中空ではなく、ソフトベイト感覚で使えるルアー。オフセットフックをセットするタイプで、キビキビとした連続アクションで捕食スイッチを入れられるのが特徴です。

もともとバス用のアイテムですが、国内外の雷魚にも有効。素材には張りと弾力のあるエラストマーを採用しており、ハリ持ちがよいのも魅力です。

なお、本製品はシリーズでもっとも大きい「エンペラー」で、サイズ160mm、重さ27gのビッグ仕様。オフセットフックは#7/0前後が推奨されているので、フックの購入もあわせて検討しておきましょう。

フィネス(Finesse) タンク コヨーテ

汎用性の高いおすすめの雷魚用フロッグ。余計なパーツを排除したシンプルな仕様で、飛距離・アピール力・フッキングなど、トータルバランスに優れているのが特徴です。

また、サイドの彫りが深いのもポイント。アクションを入れれば首を振り、しっかりと水を押せるのも魅力です。一方で直進性も高く、ロングディスタンスによるただ引きでも効果を発揮します。
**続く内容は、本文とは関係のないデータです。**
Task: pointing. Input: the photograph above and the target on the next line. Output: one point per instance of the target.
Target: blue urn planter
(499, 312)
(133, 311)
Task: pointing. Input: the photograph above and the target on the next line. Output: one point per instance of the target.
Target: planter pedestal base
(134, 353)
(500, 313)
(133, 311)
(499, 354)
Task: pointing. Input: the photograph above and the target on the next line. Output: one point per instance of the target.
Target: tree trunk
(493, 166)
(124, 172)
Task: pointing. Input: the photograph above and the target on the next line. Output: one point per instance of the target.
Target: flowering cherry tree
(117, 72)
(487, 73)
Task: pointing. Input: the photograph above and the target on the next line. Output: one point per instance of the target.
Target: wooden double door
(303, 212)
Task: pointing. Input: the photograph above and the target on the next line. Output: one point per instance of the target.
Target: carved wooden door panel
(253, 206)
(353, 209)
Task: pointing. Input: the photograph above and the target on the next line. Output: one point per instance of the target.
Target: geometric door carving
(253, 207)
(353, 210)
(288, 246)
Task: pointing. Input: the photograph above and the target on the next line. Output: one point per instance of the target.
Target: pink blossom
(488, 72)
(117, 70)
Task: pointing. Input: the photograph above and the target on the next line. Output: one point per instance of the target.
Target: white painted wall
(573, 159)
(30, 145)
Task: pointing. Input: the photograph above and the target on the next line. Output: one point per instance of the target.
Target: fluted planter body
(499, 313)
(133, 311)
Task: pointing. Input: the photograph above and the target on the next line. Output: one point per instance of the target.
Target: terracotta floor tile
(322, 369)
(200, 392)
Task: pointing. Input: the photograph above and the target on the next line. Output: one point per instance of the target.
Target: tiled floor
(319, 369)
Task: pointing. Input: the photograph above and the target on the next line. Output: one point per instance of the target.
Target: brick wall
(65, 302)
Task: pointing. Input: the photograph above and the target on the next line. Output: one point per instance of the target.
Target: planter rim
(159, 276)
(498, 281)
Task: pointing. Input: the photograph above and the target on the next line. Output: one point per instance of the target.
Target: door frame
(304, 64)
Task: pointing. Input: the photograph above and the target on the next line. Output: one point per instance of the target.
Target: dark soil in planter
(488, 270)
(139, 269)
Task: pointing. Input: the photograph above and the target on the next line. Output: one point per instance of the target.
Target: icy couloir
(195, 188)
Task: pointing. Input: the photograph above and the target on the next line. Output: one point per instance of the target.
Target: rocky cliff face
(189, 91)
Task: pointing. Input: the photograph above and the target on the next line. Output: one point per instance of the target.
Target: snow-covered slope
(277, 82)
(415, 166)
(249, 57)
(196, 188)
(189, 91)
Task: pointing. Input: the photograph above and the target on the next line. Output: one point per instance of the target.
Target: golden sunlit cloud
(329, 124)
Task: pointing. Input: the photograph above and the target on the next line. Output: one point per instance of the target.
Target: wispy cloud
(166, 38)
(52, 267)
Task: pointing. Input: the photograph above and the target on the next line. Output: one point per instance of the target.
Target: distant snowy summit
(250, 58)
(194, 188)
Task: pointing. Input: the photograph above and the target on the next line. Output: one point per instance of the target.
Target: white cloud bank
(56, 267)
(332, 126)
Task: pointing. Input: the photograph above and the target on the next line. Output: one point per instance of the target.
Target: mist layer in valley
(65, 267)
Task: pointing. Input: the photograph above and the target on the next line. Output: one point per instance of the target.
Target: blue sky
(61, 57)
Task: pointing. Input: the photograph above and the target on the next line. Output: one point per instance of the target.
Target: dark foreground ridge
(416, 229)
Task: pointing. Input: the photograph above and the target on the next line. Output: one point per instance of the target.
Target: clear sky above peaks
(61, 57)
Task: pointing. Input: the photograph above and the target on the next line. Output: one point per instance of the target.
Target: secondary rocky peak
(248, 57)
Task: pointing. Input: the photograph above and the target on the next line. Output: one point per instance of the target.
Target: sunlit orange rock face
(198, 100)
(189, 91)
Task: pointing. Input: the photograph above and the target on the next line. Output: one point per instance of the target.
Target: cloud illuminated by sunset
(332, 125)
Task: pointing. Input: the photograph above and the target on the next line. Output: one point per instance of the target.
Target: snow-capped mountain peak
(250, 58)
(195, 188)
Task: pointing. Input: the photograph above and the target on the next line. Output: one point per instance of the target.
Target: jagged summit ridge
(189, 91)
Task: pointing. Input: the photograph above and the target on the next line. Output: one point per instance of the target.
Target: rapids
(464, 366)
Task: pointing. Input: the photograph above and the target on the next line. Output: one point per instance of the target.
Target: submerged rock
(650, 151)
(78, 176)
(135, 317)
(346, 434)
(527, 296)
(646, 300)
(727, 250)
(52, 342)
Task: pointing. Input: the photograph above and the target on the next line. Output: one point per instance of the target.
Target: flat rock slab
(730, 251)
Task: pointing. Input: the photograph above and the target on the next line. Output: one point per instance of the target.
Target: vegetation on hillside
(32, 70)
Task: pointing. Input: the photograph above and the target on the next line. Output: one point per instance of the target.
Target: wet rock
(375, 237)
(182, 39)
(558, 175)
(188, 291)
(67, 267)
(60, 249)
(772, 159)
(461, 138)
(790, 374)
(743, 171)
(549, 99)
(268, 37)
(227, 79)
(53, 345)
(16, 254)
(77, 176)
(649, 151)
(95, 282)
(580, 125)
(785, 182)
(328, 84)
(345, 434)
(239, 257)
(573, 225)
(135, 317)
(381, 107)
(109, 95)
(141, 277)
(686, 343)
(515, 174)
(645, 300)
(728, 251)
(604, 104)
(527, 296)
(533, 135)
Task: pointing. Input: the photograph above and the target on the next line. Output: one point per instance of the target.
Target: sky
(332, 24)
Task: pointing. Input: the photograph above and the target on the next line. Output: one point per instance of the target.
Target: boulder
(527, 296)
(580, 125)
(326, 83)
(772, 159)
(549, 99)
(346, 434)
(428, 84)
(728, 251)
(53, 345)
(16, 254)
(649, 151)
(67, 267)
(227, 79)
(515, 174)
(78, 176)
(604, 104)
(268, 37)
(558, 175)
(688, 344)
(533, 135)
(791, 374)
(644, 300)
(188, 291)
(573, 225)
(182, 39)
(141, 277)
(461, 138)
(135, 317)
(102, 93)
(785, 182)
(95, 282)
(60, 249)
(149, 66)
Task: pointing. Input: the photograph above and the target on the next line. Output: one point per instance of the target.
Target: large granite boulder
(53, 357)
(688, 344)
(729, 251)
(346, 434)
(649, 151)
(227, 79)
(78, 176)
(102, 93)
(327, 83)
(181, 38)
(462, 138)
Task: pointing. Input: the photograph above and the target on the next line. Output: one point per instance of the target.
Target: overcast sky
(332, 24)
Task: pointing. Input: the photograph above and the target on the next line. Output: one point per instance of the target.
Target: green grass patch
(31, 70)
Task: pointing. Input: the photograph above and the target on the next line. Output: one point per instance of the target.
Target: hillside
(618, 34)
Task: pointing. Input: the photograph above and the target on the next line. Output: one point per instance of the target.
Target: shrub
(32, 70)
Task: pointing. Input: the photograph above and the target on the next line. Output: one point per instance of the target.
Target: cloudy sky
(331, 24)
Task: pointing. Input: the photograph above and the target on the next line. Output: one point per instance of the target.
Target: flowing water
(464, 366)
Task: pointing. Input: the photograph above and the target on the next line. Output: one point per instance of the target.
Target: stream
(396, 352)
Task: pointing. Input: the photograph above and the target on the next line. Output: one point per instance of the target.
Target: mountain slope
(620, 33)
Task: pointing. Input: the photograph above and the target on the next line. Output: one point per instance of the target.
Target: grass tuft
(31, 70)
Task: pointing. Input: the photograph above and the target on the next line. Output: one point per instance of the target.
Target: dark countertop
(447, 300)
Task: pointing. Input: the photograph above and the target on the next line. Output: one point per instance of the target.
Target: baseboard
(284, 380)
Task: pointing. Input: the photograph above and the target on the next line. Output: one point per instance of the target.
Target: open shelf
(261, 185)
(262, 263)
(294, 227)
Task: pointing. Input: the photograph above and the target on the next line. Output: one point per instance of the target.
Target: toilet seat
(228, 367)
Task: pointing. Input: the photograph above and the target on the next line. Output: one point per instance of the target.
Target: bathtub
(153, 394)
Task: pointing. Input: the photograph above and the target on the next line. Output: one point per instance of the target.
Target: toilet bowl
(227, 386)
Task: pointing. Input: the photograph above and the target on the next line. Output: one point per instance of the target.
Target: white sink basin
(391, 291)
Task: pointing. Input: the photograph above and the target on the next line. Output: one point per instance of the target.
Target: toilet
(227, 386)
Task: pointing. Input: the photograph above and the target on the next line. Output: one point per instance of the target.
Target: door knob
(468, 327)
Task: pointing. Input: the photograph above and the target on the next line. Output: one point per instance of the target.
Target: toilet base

本製品のサイズは79mmで、重さは24g。ラインナップも複数あるので、大きさやウエイトで使い分けたい方はほかのモデルもおさえておきましょう。

フィネス(Finesse) 黒魚Jr JIB

小粒で丸みのあるボディを採用した雷魚用フロッグ。小規模河川や野池、狭い用水路やちょっとした流れ込みなどのクリークで使いやすいのが特徴です。

サイズは65mm、重さは18gで、ピンスポットに撃ち込みやすい仕様。ボディマテリアルはしなやかながら張りがあります。ルアー着水時で気づかせ、ポーズで寄せ、ワンアクションめで喰わせるといった使い方がおすすめです。

フィネス(Finesse) タンク アナコンダ ベビー

スリムな顔とファットな後部のティアドロップ形状を採用した雷魚用フロッグ。サイズラインナップが豊富で、使い分けることで遠距離戦から接近戦までをカバーできるのが特徴です。

本製品は「ベビー」と名がついているものの、サイズ87mm、重さ33gと大きめ。オリジナルモデルはサイズ120mmで重さ46g、ひと回り小さい「ジュニア」は100mmで重さ36g、もっとも小さい「タイニー」は69mmで22gです。気になる方はあわせてチェックしておきましょう。